Now that I have a better idea of programming against the LCD screen in the Hackaday Belgrade 2018 badge (similar to upcoming Hackaday Superconference 2018 badge) I went searching online for other people's projects. The idea is that, with my newfound knowledge, I can better comprehend other projects.

Disappointingly, I wasn't able to find many projects online, but the lack of quantity is made up by the quality of one extremely interesting project: someone tried to put a NES (Nintendo Entertainment System) emulator on the Belgrade badge. And a lot of the work went into increasing frame rate to be appropriate for Nintendo games.

My newfound knowledge turned out not to apply - the author has tore up major portions of the code base in order to fit in the arcade emulation layer. But reading the Github commits, I can tell that a major breakthrough was making use of a PIC32 feature called PMP (Parallel Master Port).

Microchip PIC32 PMP

Designed precisely to help interface with peripherals like a LCD screen, this peripheral can take over large data transfers (like sending data to a screen) without the CPU being directly involved as when running tft_fill_area() in disp.c. Looks like the performance advantage is twofold: first, PMP can update data and clock pins faster and more efficiently than doing it in CPU. And second, this frees up CPU to work on another task while PMP handles the transfer at the same time.

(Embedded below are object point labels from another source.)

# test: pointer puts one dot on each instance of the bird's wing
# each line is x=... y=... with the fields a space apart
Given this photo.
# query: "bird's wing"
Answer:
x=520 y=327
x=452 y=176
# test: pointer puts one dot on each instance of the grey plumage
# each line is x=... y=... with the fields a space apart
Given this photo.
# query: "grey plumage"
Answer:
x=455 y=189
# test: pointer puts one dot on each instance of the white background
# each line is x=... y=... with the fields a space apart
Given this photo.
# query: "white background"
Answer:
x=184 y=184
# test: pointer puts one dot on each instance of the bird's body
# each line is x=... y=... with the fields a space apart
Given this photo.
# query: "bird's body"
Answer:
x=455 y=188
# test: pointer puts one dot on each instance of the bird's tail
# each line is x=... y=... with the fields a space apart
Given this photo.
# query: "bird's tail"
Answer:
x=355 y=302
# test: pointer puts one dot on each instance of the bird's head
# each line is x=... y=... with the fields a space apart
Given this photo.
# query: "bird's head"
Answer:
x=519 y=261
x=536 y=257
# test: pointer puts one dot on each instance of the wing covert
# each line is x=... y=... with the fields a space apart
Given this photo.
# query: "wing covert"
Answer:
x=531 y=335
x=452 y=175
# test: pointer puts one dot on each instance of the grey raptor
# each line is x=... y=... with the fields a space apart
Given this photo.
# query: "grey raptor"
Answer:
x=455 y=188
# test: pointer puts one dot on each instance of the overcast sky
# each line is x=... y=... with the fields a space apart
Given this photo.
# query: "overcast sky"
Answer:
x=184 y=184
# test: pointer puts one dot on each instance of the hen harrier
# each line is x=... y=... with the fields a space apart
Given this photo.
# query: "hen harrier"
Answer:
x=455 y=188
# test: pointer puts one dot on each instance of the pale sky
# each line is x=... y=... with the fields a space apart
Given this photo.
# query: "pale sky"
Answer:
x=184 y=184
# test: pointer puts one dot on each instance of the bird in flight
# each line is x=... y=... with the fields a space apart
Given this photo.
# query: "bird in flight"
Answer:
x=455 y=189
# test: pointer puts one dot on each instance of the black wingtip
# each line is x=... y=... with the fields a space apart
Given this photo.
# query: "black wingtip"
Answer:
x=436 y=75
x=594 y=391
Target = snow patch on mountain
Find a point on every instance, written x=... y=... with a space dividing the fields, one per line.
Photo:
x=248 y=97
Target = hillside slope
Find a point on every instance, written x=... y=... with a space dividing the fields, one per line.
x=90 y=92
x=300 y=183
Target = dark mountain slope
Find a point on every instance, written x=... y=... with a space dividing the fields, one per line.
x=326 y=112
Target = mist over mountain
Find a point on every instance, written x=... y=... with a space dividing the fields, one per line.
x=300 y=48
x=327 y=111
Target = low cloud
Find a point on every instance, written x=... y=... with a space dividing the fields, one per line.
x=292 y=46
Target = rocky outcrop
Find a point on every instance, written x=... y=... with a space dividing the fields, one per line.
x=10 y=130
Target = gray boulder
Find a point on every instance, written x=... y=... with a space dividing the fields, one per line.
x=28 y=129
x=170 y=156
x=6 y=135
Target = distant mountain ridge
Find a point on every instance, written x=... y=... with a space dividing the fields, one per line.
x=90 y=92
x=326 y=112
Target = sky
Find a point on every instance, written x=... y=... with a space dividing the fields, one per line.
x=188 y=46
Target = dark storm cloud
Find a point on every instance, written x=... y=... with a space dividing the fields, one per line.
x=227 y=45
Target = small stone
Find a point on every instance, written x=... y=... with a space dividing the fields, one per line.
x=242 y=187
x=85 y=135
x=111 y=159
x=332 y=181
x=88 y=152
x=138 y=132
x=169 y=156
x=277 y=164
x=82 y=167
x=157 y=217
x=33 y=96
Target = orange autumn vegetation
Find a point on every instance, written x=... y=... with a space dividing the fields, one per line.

Further reading of work history indicated this person has also ran into screen tearing issues in the absence of VSYNC, and this problem was left to be solved later. And how did they create a buffer for PMP to transfer, when there isn't enough for a full screen buffer? They didn't use the full screen: the game only renders in a center rectangle subset of the screen.

I saw a burst of activity around Hackaday Belgrade in May, but activity stopped after June 4th. I'm inferring this has become an abandoned project.

Curious if I could take the project further, I cloned the repository, opened up the project in MPLAB X, and hit compile. And that's when I found the final roadblock: as part of the hunt for performance, this person also changed code to require code optimization features of the paid version of PIC tools. I could not compile the project on my free tier.

Oh well, that was a fun detour, but I guess it's time to get back to focusing on what I can actually use for Hackaday Superconference 2018.